Quando i pomodori, siano perini o cuor di bue, sono stati baciati dal sole estivo e sono dolci, ecco il momento di preparare la pappa al pomodoro, la celebre zuppa toscana o, più precisamente, fiorentina. La presenza del basilico nella ricetta originale conferma che è l’estate la stagione adatta a questa pappa così corposa e soda che la si può mangiare anche con la forchetta. È un piatto che rappresenta perfettamente la nostra terra, povero, semplice, con i sapori della regione e l’amore delle mamme che lo preparavano, adatto a tutti, bimbi e nonni con denti malfermi. Sapete? Si dice che questa pappa fosse un modo per far mangiare l’aglio ai bambini e liberarli dagli insidiosi vermi intestinali, perché, si sa, l’aglio ha un potere antibatterico, come anche il basilico.
La pappa al pomodoro è nata come piatto di recupero per non sprecare il pane raffermo, come del resto la ribollita o la panzanella.
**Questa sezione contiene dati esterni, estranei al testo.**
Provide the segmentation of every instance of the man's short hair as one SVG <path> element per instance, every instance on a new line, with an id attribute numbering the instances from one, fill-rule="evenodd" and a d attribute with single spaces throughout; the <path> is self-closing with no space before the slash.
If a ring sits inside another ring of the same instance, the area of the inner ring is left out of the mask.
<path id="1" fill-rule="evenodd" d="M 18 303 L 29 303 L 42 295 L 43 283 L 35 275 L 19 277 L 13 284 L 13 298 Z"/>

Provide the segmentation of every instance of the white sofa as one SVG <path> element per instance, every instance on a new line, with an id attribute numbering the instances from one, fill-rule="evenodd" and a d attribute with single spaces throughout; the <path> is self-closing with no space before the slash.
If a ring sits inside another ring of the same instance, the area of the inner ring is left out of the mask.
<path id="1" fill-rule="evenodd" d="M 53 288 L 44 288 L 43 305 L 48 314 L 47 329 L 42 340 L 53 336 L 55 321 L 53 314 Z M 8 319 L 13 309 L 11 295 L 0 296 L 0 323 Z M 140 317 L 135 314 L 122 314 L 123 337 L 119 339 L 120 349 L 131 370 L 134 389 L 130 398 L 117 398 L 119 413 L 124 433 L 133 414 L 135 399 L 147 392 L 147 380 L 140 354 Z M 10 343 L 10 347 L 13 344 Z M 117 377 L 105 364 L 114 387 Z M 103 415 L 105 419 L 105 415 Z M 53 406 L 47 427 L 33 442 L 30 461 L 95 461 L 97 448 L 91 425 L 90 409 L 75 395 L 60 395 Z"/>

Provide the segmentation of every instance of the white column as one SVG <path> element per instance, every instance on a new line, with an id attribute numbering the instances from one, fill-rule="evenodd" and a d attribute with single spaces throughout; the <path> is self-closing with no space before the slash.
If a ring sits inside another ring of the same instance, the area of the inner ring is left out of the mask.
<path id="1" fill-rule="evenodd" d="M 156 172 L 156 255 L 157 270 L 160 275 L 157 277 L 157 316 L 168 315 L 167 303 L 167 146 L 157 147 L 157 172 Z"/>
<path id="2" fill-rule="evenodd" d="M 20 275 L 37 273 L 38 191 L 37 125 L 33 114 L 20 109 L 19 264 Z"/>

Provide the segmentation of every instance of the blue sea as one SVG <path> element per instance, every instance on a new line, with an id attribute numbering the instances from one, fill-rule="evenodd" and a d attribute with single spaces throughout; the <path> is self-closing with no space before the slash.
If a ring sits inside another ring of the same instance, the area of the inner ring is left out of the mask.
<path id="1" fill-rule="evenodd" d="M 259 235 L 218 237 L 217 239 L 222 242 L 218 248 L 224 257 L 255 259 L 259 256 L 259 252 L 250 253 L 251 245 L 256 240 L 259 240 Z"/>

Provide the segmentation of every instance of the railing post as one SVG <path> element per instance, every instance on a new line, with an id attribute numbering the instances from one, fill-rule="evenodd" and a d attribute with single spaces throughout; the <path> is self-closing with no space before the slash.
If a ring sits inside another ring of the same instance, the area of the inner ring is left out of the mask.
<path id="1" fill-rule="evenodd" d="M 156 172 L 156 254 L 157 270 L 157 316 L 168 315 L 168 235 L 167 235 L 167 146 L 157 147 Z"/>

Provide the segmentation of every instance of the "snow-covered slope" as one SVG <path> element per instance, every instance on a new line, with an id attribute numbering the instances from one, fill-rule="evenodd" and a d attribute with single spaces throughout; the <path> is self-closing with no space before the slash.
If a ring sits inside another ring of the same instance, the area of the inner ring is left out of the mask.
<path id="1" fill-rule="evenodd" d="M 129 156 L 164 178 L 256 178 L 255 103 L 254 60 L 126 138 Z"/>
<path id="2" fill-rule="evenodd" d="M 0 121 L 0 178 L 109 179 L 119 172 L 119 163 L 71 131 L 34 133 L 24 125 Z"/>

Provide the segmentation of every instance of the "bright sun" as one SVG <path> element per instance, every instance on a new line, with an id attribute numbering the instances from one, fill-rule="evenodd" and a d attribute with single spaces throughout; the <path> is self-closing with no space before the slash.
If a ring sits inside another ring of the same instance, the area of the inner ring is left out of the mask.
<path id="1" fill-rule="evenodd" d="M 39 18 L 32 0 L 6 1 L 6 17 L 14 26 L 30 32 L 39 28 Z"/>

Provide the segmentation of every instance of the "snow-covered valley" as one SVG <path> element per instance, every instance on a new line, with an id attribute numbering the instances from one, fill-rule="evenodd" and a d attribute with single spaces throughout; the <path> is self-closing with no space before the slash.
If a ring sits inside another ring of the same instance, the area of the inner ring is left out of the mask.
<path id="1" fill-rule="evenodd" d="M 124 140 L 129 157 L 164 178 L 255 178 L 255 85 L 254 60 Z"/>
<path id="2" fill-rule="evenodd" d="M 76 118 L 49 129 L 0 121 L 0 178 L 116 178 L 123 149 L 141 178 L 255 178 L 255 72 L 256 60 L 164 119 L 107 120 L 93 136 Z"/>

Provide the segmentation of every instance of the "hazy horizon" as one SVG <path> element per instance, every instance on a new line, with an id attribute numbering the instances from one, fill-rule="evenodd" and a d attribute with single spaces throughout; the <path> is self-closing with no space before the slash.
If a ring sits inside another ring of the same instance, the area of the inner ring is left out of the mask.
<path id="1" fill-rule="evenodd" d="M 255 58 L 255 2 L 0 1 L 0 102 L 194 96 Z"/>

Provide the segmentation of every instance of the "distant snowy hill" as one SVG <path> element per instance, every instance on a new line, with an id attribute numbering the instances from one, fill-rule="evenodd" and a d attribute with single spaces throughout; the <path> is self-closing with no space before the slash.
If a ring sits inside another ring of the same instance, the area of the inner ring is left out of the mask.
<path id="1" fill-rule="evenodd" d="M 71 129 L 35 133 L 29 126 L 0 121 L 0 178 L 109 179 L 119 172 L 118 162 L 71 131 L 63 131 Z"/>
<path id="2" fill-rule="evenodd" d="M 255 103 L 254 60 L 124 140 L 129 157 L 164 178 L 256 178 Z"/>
Il pane deve essere rigorosamente “sciocco”, non salato, quel pane frutto dell’orgoglio fiorentino, che seppe rinunciare al sale pisano, pur di non pagare gabelle eccessive, o dare soddisfazione ai rivali, ecco.
Per me si tratta di un comfort food, un cibo che consola, che arreca all’animo ricordi e sensazioni uniche, talvolta nostalgiche. Voi avete un cibo che vi coccola, riportandovi magari indietro nel tempo?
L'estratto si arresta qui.